相談

相談
あいまいな死
大切な方の死を受け入れることが難しい状況があります。
昨年からの新型コロナウィルス感染症でお亡くなりになられた方を遺族や関係者の立場で想像すると、死に際にも火葬にも立ち会えないこともあり「あいまいな死」を受け入れていくにはサポートが必要だと感じます。
戦争や災害・事件・事故などで、遺骨のない死も「あいまいな死」と考えられます。

ある方からお話(相談)がありました。実家の弟が病に倒れ、病院で検体を希望され、家族からその方(姉)や親戚へ、「本人の希望で献体しましたので、葬儀も行いません」と連絡があったようです。献体という尊い行為で、病院や研究所で丁寧なお別れをされたと思いますが、話(相談)された方(姉)は、弟の見舞いもいけず、葬儀もなく、どうしたらよいでしょうかとお困りの様子でした。このケースも「あいまいな死」と考えることができます。

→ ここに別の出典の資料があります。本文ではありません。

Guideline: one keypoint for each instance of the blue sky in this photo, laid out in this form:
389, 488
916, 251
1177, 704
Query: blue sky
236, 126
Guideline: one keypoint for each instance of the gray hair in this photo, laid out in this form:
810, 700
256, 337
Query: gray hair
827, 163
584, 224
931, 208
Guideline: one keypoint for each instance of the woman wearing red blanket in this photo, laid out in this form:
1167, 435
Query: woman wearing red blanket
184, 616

お寺のお同行様の中でも献体を希望された方はいらっしゃいます。尊いお申し出で敬意を称しています。そのような場合、いろいろなケースがあります。亡くなられて葬儀をして、献体をされる場合。亡くなられた報告をお寺にされる場合。葬儀や納骨式ではないのですがお別れの式をされる場合。亡くなられてから年忌法要をされる場合などあります。

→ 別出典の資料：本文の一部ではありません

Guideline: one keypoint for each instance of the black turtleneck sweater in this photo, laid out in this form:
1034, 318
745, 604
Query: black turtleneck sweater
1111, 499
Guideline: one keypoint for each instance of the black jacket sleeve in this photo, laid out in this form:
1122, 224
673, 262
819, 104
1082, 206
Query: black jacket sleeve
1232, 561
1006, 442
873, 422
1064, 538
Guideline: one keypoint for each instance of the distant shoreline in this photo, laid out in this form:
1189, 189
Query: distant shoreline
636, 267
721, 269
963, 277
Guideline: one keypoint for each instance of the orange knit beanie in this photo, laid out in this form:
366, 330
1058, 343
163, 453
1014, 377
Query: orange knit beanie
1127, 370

相談された方には、亡くなれた弟さんが献体という尊いお申し出をされたことは立派なことで、誇らしいことでないでしょうか。遺族や親戚で葬儀がなかったとしても亡くなられた日はわかっていますので、お仏壇でお勤めや手を合わせてはいかがですか。と話しました。
私(住職)は、大切な方の「あいまいな死」で遺族や関係者が、大いなる悲嘆の状況であることにどのような寄り添いができるのか、それぞれご事情もちがいますので試行錯誤しています。